La vaccination victime du biais
Le ministre de la santé le docteur Abderrahmane Benbouzid, premier responsable de cette distorsion brejnévienne des chiffres de la pandémie en Algérie a du répondre à une question de député cette semaine sur la situation sanitaire. On y constate l’une des conséquences indirecte de la politique des chiffres sous évalués. La campagne de vaccination est un échec. Seuls 5 763 106 personnes avaient accédé à un schéma vaccinal complet (2 doses) au début du mois de janvier. Prés de 7 millions n’avaient reçu qu’une seule dose et 147 250 une 3e dose. Les chiffres officiels ont crée un biais grave dans l’appréciation de la situation dans le pays.
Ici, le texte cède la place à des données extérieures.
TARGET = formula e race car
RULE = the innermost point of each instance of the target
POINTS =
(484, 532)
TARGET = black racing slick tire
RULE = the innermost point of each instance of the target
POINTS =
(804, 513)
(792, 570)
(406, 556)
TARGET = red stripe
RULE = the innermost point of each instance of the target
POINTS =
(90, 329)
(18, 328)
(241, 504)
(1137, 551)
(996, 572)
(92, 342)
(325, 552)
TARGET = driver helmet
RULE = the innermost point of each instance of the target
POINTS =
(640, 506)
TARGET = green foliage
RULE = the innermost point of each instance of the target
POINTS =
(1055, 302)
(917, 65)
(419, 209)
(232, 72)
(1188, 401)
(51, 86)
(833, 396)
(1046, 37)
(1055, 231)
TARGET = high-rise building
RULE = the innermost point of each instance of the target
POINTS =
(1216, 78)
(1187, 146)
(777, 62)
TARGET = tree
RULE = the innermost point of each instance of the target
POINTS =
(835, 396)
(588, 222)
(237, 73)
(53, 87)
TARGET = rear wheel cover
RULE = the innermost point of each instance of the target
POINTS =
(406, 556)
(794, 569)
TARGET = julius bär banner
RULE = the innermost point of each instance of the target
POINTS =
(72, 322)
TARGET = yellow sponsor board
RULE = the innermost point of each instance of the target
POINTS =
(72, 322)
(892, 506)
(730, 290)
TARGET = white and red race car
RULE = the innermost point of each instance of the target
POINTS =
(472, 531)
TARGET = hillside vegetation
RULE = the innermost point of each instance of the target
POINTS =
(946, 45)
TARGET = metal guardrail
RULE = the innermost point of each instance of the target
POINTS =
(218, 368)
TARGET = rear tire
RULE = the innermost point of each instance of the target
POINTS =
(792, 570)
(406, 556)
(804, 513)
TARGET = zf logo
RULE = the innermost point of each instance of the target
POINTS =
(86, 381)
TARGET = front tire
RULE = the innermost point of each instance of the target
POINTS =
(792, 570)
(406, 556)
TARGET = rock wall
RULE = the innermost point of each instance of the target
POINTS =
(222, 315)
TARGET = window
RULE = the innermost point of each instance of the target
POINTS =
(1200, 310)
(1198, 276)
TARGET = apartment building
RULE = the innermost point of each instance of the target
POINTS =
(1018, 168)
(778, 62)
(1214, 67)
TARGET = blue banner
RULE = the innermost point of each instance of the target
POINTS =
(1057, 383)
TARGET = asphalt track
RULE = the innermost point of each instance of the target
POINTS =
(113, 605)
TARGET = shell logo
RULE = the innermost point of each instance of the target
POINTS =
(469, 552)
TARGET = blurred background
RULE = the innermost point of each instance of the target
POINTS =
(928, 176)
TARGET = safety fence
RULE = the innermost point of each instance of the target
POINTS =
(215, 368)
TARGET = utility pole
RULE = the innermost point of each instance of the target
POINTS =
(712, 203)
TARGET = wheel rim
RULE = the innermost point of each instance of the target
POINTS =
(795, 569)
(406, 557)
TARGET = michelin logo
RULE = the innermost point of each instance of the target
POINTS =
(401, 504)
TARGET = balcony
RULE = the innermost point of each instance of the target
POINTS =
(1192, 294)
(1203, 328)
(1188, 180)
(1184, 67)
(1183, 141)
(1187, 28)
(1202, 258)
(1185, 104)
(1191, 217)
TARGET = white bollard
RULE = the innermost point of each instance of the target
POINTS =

L’Algérie dispose d’un des nombres de décès par million d’habitants des plus faibles au monde. Il est de 146 par million d’habitants. Pour comparaison, il est de 2178 par million d’habitant en Tunisie, et de 405 par million d’habitants au Maroc ou les autorités reconnaissent qu’il est sous-évalué. De même que lorsque l’appareil statistique tunisien comptabilise 65 535 cas de contamination par million d’habitants, le ministère de la santé de Docteur Benbouzid n’en compte que 5117 par million d’habitants. Ce n’est sans doute pas un hasard également que les pays voisins dont les statistiques épidémiologiques sont plus réalistes, sont aussi plus efficaces dans la vaccination. 51,4% de la population cible a été doublement vaccinée en Tunisie, 62,2% au Maroc. La politique des faux chiffres s’est retournée contre la principale riposte de santé publique contre le Covid, la vaccination. Il reste maintenant à espérer que le variant Omicron, évalué par l’institut Pasteur à prés d’un tiers des nouvelles contaminations, prenne rapidement le dessus et provoque une immunité grégaire salutaire en Algérie à la suite du monde.